End-to-End Learning of Geometry and Context for Deep Stereo Regression (1703.04309v1)

Abstract: We propose a novel deep learning architecture for regressing disparity from a rectified pair of stereo images. We leverage knowledge of the problem's geometry to form a cost volume using deep feature representations. We learn to incorporate contextual information using 3-D convolutions over this volume. Disparity values are regressed from the cost volume using a proposed differentiable soft argmin operation, which allows us to train our method end-to-end to sub-pixel accuracy without any additional post-processing or regularization. We evaluate our method on the Scene Flow and KITTI datasets and on KITTI we set a new state-of-the-art benchmark, while being significantly faster than competing approaches.

• The paper proposes GC-Net, an end-to-end architecture that combines cost volume formation with 3-D convolutional regularization for improved disparity estimation.
• The method introduces a soft argmin operation to achieve sub-pixel accuracy, significantly reducing mean disparity error on benchmark datasets.
• GC-Net integrates geometric cues with contextual learning to enhance stereo matching robustness, benefiting applications such as autonomous driving and 3D reconstruction.

Overview of End-to-End Learning of Geometry and Context for Deep Stereo Regression

The paper "End-to-End Learning of Geometry and Context for Deep Stereo Regression" by Alex Kendall and colleagues presents an innovative approach to stereo vision using deep learning. The authors propose GC-Net (\underline{G}eometry and \underline{C}ontext \underline{Net}work), an end-to-end deep learning architecture designed for regressing disparity from rectified stereo image pairs. A central problem in stereo vision is estimating the correspondence between pixels in different images to calculate depth. Traditionally, this problem has faced challenges due to textureless areas, reflective surfaces, thin structures, and repetitive patterns.

Key Contributions

Cost Volume Formation

GC-Net leverages the geometric properties inherent to the stereo vision problem by forming a cost volume from deep feature representations. The cost volume is constructed for each disparity level by concatenating unary features from the left and right images. This approach retains the depth of feature unaries, enabling more effective learning of global semantic context.

3-D Convolutions for Contextual Learning

To incorporate contextual information, GC-Net utilizes 3-D convolutions over the cost volume.
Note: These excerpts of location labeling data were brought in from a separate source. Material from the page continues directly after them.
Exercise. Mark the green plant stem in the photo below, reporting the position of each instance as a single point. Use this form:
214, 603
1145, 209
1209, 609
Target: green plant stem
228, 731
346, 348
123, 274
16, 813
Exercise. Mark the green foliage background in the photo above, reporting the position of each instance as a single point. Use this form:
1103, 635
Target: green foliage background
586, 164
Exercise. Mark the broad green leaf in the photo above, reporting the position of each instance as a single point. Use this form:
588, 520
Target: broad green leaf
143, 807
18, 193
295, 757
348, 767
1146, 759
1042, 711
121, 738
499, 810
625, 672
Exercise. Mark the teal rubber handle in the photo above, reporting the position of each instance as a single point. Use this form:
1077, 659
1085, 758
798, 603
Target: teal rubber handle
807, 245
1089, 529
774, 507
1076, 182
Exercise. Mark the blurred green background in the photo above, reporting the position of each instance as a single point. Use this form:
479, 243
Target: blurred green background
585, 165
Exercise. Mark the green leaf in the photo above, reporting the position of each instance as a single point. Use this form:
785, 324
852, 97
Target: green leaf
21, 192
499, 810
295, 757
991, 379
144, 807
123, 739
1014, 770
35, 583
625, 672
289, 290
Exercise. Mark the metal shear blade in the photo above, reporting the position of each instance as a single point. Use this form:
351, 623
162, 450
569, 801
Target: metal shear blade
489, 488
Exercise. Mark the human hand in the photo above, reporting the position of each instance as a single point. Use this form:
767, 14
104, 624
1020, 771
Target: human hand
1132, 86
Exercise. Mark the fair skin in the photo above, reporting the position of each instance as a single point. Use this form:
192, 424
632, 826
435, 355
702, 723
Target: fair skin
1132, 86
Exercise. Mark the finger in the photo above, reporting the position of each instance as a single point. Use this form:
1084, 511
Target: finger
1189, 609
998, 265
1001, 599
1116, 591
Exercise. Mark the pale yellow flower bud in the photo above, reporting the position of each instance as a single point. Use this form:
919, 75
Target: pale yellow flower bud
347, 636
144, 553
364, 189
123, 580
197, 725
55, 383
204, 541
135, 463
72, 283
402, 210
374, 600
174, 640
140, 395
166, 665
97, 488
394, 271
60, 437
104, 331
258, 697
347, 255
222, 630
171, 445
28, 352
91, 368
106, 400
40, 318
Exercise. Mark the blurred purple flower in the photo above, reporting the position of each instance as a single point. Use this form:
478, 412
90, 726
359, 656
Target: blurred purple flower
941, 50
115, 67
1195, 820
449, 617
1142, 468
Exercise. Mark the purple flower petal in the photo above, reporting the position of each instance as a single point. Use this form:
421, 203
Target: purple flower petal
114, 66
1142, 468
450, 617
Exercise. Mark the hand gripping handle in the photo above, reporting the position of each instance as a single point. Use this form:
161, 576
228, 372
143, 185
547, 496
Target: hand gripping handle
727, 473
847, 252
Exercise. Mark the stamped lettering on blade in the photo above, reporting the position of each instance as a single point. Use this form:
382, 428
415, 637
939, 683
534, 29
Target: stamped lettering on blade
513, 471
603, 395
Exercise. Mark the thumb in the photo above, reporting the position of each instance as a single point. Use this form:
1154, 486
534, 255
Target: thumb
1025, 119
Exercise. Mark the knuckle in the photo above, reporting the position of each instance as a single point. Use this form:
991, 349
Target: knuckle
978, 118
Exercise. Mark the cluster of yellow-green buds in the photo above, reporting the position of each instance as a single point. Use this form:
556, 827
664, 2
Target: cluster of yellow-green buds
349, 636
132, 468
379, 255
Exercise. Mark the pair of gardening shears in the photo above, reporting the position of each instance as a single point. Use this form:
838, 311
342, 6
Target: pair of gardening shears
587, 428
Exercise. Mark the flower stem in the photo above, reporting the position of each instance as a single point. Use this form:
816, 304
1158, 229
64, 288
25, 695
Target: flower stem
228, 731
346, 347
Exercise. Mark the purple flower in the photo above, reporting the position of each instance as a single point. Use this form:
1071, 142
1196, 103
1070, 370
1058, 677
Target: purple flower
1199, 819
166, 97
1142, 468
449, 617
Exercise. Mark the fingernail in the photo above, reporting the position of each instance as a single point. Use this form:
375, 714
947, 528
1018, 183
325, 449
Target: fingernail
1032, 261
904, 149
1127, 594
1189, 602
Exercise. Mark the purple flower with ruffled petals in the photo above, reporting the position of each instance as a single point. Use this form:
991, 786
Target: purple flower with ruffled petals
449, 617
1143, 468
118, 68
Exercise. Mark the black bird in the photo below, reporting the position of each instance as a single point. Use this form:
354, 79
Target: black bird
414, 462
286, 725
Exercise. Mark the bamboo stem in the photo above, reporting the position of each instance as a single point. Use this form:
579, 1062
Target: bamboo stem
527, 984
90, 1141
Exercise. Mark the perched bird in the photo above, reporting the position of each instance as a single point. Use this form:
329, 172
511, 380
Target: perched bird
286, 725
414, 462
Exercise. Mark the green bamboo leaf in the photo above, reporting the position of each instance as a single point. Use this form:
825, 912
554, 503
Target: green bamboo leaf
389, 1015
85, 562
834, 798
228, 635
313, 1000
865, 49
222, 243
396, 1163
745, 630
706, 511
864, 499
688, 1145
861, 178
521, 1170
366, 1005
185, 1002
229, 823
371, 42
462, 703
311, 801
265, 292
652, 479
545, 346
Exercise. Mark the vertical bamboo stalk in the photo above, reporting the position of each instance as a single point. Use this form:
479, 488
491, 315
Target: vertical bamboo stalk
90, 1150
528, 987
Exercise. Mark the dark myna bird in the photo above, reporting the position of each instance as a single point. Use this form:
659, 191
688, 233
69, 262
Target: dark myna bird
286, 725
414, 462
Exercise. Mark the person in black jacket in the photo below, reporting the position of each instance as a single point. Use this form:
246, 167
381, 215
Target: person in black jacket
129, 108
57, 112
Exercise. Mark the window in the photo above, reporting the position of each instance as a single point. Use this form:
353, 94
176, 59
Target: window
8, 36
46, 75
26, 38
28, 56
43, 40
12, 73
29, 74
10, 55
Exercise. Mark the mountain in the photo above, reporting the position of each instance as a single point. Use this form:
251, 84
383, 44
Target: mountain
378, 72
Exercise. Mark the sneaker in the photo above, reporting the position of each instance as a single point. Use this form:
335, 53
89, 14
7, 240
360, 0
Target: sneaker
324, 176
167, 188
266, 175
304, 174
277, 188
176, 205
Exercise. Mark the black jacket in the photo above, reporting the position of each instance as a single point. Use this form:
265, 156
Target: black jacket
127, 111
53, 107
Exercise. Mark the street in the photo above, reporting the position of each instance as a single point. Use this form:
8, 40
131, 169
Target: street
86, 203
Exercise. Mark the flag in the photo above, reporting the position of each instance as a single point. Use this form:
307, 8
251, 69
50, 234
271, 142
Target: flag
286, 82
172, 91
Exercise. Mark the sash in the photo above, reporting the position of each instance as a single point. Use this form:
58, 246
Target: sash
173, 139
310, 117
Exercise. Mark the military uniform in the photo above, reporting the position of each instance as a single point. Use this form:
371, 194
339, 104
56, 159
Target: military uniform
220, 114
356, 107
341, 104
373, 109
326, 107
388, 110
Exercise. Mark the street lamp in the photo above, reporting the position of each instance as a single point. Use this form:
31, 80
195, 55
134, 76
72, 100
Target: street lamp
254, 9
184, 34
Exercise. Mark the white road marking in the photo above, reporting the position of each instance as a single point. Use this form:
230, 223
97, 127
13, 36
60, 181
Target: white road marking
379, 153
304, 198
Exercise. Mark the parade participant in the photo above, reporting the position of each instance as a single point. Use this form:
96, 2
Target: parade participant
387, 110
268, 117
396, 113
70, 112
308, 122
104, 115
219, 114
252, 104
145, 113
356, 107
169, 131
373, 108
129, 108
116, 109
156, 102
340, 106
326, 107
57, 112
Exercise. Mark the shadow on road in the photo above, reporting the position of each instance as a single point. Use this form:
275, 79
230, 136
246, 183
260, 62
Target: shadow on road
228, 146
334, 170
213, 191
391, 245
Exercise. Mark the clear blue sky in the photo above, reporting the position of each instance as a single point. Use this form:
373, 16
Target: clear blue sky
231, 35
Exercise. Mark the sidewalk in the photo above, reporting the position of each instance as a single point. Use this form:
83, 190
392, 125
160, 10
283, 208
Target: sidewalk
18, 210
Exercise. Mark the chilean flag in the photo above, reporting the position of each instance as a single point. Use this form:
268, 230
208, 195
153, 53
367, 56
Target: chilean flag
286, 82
The 3-D convolutions allow the network to learn regularization functions that refine disparity estimates by incorporating context from height, width, and disparity dimensions. This is a significant improvement over prior methods that primarily relied on local feature matching.

Soft Argmin for Sub-Pixel Accuracy

The paper introduces a differentiable soft argmin operation to regress disparity values. This operation converts matching costs into probabilities using a softmax function and then computes the disparity by summing the product of each disparity index and its corresponding probability. The result is a smooth disparity estimate with sub-pixel accuracy, which is a notable advantage over traditional argmin operations that are discrete and non-differentiable.

Methodology

The architecture is divided into several stages:

1. Unary Feature Extraction: The model uses 2-D convolutions to learn deep feature representations from raw input images. Both stereo images are passed through shared convolutional layers.
2. Cost Volume Construction: Unary features from the left and right images are concatenated across disparity levels to form a 4D cost volume.
3. 3-D Convolutional Regularization: These newly formed cost volumes are then processed by a hierarchy of 3-D convolutional layers to learn context-aware regularization. The network's encoder-decoder structure allows for a reduced computational burden while retaining a large field of view.
4. Soft Argmin Operation: The final regularized cost volume undergoes a soft argmin operation to regress disparity values directly.

Evaluation

GC-Net was evaluated on the synthetic Scene Flow dataset and the KITTI benchmarks. The results were convincing, showcasing an improved state-of-the-art performance on the KITTI 2012 and 2015 datasets. GC-Net outperformed previous methods in terms of mean disparity error and percentage of pixels with significant error, demonstrating its robustness and accuracy.

Key Numerical Results:

• KITTI 2012: The method achieved a notable improvement with a lower mean absolute error (0.6 px).
• KITTI 2015: GC-Net outperformed with a D1-all error of 2.87%, indicating superior performance compared to existing methods.

Implications and Future Directions

The implications of this research are substantial for various computer vision applications, including autonomous driving, UAV navigation, and 3D scene reconstruction. The proposed method not only improves accuracy but also reduces computational time, making it practical for real-time applications. Future research could explore integrating more explicit semantic representations and leveraging Bayesian techniques to handle uncertainties in stereo vision tasks.

In summary, GC-Net stands out due to its novel integration of geometric knowledge and deep learning for stereo regression, providing a significant step forward in the accuracy and efficiency of disparity estimation. The use of 3-D convolutions for contextually informed regularization and the innovative soft argmin operation for sub-pixel accuracy are key contributions that have set new benchmarks in stereo vision research.